Qui l’eut cru ? Cinq candidats se bousculaient dans le couloir d’entrée, lundi 30 novembre, avant l’élection à la présidence de la Fédération russe d’athlétisme (RusAF). Le scrutin s’annonçait serré. Il était pressenti comme très incertain. Il a pourtant été bouclé en un seul tour. Et accouché d’un vainqueur plein de surprises.
Contre toute attente, le nouveau président de l’athlétisme russe est le seul des postulants à ne pas être issu du sérail. Peter Ivanov (photo ci-dessus), 50 ans, était jusque-là connu dans le pays pour présider la Fédération russe de triathlon. Il occupe également le poste de directeur général de la Société des trains à grande vitesse russes. Mais par un surprenant jeu des chaises musicales, peu fréquent dans le reste du mouvement sportif international, il a raflé la mise.
Peter Ivanov a obtenu 56 voix, au terme d’une élection où 73 délégués ont été autorisés à glisser leur bulletin dans l’urne. Il a devancé Mikhail Gusev, un agent et manager d’athlètes, seulement crédité de 10 voix, et l’ancienne sprinteuse Irina Privalova, championne olympique du 400 m haies aux Jeux de Sydney 2000, encore plus largement devancée (7 voix).
Les autres candidats ? Ils ont rendu les armes avant même le début du combat. Andrei Shlyapnikov, lui aussi ancien sprinteur dans l’équipe nationale, au temps de l’Union soviétique, s’est désisté au profit de Peter Ivanov. Quant à Oleg Kurbatov, le président de la Fédération de Moscou d’athlétisme, présenté comme un sérieux postulant à la victoire, il s’est légalement retiré de la course, offrant ses présumés soutiens à Irina Privalova.
Toujours suspendue par World Athletics, la RusAF passe donc entre les mains d’un « intrus ». Bonne ou mauvaise nouvelle pour les athlètes, toujours tenus à l’écart des événements internationaux ? La suite des événements répondra. En attendant, Peter Ivanov a annoncé qu’il abandonnerait dès la semaine prochaine sa place de président de la Fédération russe de triathlon, qu’il occupe depuis un peu plus de quatre ans.
Prometteur : le nouvel homme fort de l’athlétisme russe se pose en champion du rassemblement. A peine élu, il a proposé à Irina Privalova un siège de première vice-présidente. « Malgré le fait que nous étions opposés comme candidats, nous allons travailler ensemble », a-t-il déclaré à l’agence TASS.
Irina Privalova a accepté.
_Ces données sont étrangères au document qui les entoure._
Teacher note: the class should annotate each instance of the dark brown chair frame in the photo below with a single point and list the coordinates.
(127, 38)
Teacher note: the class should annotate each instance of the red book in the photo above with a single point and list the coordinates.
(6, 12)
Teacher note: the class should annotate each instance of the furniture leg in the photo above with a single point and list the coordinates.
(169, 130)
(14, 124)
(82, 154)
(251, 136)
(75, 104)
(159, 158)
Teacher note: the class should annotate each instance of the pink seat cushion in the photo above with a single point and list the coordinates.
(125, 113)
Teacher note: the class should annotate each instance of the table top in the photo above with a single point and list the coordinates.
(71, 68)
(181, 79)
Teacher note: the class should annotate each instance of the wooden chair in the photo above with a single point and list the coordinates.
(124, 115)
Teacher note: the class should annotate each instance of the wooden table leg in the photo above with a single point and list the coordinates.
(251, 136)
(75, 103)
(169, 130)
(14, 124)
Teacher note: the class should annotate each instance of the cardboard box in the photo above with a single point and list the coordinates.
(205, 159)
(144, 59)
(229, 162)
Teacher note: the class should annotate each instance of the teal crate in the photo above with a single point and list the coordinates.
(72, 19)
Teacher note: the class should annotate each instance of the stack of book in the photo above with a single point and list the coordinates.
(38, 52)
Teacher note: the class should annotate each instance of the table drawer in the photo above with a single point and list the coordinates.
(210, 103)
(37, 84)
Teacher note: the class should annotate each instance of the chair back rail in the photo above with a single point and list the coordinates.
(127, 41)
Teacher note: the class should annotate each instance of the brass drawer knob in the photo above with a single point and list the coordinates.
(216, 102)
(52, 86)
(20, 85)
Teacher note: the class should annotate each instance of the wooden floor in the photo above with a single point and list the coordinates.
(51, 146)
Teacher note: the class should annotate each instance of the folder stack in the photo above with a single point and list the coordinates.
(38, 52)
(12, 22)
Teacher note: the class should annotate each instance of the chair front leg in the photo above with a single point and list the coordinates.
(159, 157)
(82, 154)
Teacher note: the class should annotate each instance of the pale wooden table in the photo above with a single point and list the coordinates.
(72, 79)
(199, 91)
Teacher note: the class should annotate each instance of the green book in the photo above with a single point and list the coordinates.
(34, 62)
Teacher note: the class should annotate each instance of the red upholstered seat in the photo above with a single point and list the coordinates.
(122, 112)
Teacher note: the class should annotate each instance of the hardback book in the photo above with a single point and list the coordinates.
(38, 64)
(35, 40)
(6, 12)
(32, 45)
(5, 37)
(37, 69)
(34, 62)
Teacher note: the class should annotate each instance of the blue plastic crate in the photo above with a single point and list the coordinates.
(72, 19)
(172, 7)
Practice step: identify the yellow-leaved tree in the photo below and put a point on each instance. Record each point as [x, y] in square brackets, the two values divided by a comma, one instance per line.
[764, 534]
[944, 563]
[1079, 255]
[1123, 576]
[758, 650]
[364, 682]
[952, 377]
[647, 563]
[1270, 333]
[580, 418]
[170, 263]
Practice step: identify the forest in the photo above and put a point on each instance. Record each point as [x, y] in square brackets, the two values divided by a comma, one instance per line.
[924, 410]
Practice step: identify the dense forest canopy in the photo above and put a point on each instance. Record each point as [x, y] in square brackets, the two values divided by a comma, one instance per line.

Elle siègera au sein d’un présidium où, autre signe de la volonté de rassemblement exprimée par Peter Ivanov, Mikhail Gusev bénéficiera lui aussi d’un siège. Trois autres grands noms de l’athlétisme russe entrent également au présidium : les anciens perchistes Svetlana Abramova et Radion Gataullin, et l’ex spécialiste des épreuves combinées Natalya Shubenkova, la mère de Sergey Shubenkov, le champion du monde du 110 m haies en 2015.
Pour Peter Ivanov, la tâche s’annonce immense. Deuxième président de la RusAF en seulement neuf mois (son devancier, Yevgeny Yurchenko, a été élu en février dernier mais il a démissionné en juillet), il devra remettre la fédération à flots sur le plan financier. Et, en parallèle, convaincre World Athletics de lever enfin la suspension de la RusAF, instaurée en novembre 2015. Pas simple.
Hasard du calendrier : le Conseil de World Athletics doit se réunir pour deux jours, en mode virtuel, à partir de ce mardi 1er décembre. Au programme des réjouissances, un énième rapport du groupe de travail sur la Russie, dirigé par le Norvégien Rune Andersen.
Il n’est pas prévu de prendre la moindre décision sur l’avenir à court terme de la RusAF, le Conseil de World Athletics lui ayant donné jusqu’au 1er mars 2021 pour présenter un plan de réorganisation. Mais Sebastian Coe et les autres membres de l’instance débattront d’une possible relance du programme des athlètes russes autorisés à participer aux compétitions internationales sous couvert de neutralité. A moins de 250 jours des Jeux de Tokyo, le temps presse.